PrivateServer is pretty simple. It’s a subclass of fl.server.strategy.FedAvg, with modifications to the constructor and aggregate_fit function. The following arguments have been added:
def __init__(
self,
epsilon: float,
delta: float = 1 / 2e5,
l2_norm_clip: float = 1.5,
num_rounds: int = None,
min_dataset_size: int = 1e5,
*args,
**kwargs
) -> None:
super().__init__(*args, **kwargs)
self.sigma_d = privacy.calculate_sigma_d(
epsilon=epsilon,
delta=delta,
l2_norm_clip=l2_norm_clip,
num_exposures=num_rounds,
num_rounds=num_rounds,
num_clients=self.min_fit_clients,
min_dataset_size=min_dataset_size,
)
These extra arguments (epsilon, delta, l2_norm_clip, num_rounds, min_dataset_size) are used to compute self.sigma_d.1
The aggregate_fit function is expanded to include noising. The function’s signature is the same as its superclass.
def aggregate_fit(
self,
rnd: int,
results: List[Tuple[fl.server.client_proxy.ClientProxy, fl.common.FitRes]],
failures: List[BaseException],
) -> Tuple[Optional[Parameters], Dict[str, Scalar]]:
# call the superclass method
response = super().aggregate_fit(rnd, results, failures)
aggregated_params = response[0]
# add noise
noised_parameters = privacy.server_side_noise(aggregated_params, self.sigma_d)
return noised_parameters, response[1]
Naturally, this can be extended to any other strategy. Make sure to apply the noise as the last step in the aggregate_fit function.
(from tf/server.py)
This client is loosely based off of the TensorFlow Quickstart from flower’s docs.
The constructor is pretty self explanatory. It consists of variable assignment, and then computation of sigma_u for the added noise in training.
def __init__(
self,
trainset: Union[np.ndarray, np.ndarray],
testset: Union[np.ndarray, np.ndarray],
net: tf.keras.Model,
loss_function: tf.keras.losses.Loss,
epsilon: float = 10,
delta: float = 1 / 2e5,
l2_norm_clip: float = 1.5,
num_rounds: int = 3,
min_dataset_size: int = 1e5,
epochs: int = 1,
batch_size: int = 256,
*args,
**kwargs,
) -> None:
...
self.sigma_u = privacy.calculate_sigma_u(
epsilon=epsilon,
delta=delta,
l2_norm_clip=l2_norm_clip,
num_exposures=num_rounds,
min_dataset_size=min_dataset_size,
)
Instead of using model.fit(), PrivateClient manually implements the training steps, allowing the use of the privacy.noise_and_clip_gradients function. This is defined in tf/privacy.py and handles clipping and noising the model’s gradients.

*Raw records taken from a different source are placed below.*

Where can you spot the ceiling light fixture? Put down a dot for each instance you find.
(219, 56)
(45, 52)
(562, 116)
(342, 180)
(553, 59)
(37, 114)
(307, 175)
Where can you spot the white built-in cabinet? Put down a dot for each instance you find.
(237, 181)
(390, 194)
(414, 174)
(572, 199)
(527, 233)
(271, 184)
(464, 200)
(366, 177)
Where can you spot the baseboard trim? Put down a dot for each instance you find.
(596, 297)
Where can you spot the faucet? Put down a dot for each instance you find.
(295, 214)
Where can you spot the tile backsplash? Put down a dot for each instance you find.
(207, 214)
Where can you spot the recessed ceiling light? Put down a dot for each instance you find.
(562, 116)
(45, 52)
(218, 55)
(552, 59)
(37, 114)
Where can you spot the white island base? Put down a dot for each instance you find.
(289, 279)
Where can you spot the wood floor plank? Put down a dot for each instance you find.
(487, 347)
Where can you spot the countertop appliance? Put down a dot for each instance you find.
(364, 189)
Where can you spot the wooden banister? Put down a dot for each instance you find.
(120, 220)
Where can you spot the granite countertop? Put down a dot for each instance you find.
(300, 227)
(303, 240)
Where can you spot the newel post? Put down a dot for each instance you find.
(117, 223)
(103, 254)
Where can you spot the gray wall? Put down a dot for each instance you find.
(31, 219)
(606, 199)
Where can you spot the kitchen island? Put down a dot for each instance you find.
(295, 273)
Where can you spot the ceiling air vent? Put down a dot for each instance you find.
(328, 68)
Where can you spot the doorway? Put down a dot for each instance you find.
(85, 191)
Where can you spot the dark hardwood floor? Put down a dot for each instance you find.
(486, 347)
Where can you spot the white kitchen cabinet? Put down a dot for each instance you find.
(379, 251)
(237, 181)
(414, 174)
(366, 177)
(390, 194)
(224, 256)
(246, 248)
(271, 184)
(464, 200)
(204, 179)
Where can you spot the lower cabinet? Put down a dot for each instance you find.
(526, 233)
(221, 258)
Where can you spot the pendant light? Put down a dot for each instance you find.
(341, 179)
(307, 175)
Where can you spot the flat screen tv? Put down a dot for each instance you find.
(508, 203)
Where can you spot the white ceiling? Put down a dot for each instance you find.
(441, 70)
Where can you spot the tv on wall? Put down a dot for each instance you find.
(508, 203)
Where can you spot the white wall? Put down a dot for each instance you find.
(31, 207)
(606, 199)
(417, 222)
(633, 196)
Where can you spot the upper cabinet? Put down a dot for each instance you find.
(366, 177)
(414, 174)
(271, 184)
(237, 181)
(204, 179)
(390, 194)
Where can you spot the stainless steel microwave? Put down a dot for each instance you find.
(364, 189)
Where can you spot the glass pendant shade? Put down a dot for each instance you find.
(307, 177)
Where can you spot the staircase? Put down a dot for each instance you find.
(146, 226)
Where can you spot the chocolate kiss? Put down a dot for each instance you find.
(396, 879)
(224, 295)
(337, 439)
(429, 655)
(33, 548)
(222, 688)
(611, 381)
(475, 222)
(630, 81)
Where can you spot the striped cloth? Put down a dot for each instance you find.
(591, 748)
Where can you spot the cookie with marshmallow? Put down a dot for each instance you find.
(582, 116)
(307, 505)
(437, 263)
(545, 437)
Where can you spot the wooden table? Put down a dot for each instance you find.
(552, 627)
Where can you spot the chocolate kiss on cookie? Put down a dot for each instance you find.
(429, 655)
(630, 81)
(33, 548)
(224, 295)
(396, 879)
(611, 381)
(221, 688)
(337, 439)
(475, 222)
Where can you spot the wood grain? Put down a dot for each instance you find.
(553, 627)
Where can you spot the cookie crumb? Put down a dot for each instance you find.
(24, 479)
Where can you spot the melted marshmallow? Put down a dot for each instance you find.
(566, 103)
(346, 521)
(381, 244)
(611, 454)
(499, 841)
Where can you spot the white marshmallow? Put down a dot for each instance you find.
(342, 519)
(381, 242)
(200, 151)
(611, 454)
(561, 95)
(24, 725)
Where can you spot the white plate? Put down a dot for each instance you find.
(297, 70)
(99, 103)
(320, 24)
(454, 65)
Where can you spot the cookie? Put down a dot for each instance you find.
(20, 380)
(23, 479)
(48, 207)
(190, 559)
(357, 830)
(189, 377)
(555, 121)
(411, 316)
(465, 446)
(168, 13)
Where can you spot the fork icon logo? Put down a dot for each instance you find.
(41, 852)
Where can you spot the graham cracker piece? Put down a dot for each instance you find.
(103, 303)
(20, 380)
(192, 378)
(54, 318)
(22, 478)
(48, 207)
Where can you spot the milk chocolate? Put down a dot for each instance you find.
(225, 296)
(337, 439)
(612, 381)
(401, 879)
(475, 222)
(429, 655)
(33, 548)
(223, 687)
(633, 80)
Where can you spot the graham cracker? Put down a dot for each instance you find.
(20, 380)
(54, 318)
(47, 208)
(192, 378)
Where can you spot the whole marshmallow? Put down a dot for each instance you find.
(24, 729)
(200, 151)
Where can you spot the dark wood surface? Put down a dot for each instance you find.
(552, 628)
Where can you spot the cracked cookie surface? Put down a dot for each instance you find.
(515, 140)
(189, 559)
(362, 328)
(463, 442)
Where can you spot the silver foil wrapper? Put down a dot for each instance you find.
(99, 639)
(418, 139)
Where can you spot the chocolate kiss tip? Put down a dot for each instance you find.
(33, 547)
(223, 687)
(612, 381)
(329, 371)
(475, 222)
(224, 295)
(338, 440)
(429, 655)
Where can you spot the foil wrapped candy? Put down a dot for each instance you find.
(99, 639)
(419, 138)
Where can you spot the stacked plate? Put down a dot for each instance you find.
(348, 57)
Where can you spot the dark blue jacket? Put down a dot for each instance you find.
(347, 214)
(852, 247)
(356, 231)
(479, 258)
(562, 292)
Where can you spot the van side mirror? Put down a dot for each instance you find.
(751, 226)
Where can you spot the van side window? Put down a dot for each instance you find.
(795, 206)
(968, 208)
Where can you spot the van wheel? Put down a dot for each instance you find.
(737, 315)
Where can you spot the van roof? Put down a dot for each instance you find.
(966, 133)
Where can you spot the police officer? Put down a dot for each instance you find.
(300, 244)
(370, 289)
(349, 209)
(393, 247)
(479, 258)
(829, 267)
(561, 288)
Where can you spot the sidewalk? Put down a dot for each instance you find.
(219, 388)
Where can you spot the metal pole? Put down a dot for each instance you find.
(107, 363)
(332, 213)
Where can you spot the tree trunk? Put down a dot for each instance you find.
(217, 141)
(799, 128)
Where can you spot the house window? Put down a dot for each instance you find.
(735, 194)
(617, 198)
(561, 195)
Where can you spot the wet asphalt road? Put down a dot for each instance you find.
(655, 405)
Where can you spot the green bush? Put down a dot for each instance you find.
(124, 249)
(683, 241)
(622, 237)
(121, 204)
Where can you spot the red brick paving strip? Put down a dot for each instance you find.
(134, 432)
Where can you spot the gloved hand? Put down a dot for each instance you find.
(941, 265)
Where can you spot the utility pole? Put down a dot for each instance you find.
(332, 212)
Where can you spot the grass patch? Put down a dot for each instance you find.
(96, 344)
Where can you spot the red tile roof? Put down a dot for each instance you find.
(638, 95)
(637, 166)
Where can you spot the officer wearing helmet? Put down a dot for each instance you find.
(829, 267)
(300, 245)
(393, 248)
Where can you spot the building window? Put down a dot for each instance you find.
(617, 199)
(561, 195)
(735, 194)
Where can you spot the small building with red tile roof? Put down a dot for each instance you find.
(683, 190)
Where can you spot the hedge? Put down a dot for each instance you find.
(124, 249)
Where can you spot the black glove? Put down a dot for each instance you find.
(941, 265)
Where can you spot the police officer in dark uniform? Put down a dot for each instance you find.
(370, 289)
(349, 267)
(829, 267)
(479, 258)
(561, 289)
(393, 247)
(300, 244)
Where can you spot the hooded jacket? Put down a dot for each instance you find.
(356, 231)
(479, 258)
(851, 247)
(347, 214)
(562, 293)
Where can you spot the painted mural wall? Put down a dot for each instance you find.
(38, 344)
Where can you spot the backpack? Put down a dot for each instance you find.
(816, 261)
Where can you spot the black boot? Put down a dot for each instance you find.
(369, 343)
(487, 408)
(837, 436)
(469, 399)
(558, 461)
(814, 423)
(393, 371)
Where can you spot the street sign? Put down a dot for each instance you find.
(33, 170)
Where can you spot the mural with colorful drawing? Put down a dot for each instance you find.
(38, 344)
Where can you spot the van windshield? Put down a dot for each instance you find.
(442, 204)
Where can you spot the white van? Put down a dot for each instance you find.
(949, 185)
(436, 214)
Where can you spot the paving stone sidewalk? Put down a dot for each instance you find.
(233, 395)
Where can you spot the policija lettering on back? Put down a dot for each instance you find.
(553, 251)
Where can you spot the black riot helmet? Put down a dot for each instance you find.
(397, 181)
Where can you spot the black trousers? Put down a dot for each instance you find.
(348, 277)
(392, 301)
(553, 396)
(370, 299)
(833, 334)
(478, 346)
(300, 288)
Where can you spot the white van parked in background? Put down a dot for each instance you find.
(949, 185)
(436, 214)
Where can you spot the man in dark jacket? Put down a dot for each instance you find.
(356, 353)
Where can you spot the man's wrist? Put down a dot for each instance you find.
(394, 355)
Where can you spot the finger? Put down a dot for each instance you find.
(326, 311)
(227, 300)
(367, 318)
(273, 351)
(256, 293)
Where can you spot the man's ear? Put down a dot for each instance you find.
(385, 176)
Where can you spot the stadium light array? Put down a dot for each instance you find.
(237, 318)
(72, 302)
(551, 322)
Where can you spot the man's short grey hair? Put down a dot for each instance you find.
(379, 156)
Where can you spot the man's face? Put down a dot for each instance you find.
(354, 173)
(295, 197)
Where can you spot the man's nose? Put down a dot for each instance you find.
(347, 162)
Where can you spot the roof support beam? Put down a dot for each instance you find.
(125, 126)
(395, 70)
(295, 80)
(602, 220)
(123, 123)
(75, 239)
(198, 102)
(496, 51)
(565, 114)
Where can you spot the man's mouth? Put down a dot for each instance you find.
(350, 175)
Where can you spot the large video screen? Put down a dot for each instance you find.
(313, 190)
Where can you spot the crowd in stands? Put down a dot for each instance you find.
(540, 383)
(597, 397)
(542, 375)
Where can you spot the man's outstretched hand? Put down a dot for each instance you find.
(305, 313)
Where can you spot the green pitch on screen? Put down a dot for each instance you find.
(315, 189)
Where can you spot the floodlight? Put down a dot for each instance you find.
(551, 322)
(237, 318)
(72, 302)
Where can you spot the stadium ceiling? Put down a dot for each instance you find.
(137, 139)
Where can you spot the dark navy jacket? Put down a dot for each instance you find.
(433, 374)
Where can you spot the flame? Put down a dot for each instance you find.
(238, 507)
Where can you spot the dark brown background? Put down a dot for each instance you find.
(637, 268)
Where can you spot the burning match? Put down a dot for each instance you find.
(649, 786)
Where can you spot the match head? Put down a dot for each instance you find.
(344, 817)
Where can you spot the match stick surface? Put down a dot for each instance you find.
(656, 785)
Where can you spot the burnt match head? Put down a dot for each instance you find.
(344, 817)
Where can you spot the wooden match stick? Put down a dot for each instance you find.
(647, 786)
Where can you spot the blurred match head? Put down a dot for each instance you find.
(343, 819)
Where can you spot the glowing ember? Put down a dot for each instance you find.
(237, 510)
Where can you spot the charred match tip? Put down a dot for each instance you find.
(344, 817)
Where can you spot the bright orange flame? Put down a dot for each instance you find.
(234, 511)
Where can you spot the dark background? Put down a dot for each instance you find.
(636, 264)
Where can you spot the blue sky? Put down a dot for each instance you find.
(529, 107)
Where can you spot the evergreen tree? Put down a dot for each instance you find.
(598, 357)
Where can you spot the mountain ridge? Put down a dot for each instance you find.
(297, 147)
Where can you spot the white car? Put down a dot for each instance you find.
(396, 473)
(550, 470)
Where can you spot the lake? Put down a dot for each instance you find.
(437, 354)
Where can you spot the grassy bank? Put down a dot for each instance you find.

def train_step(self, x, y):
with tf.GradientTape() as tape:
logits = self.net(x, training=True)
loss_value = self.loss_function(y, logits)
grads = tape.gradient(loss_value, self.net.trainable_weights)
grads_prime = privacy.noise_and_clip_gradients(
grads,
l2_norm_clip=self.l2_norm_clip,
sigma=self.sigma_u,
)
self.optimizer.apply_gradients(zip(grads_prime, self.net.trainable_weights))
return loss_value
The testing step utilizes the existing model.evaluate() method.
Lastly, the get_parameters, set_parameters, fit, and evaluate functions are what tie it all together. You can read more about them on flower’s docs.
def get_parameters(self):
return self.net.get_weights()
def set_parameters(self, parameters):
self.net.set_weights(parameters)
def fit(self, parameters, config):
self.set_parameters(parameters)
self.train()
return self.get_parameters(), self.num_examples["trainset"], {}
def evaluate(self, parameters, config):
self.set_parameters(parameters)
loss, accuracy = self.test()
return float(loss), self.num_examples["testset"], {"accuracy": float(accuracy)}
(from tf/client.py)
Using a custom model, and loss function with flower-dp is simple. When instantiating client.PrivateClient, pass the custom model as the model parameter and the loss function you’d like to use as the loss_function parameter. For example
import client
import tensorflow as tf
(x_train, y_train), (x_test, y_test) = tf.keras.datasets.cifar10.load_data()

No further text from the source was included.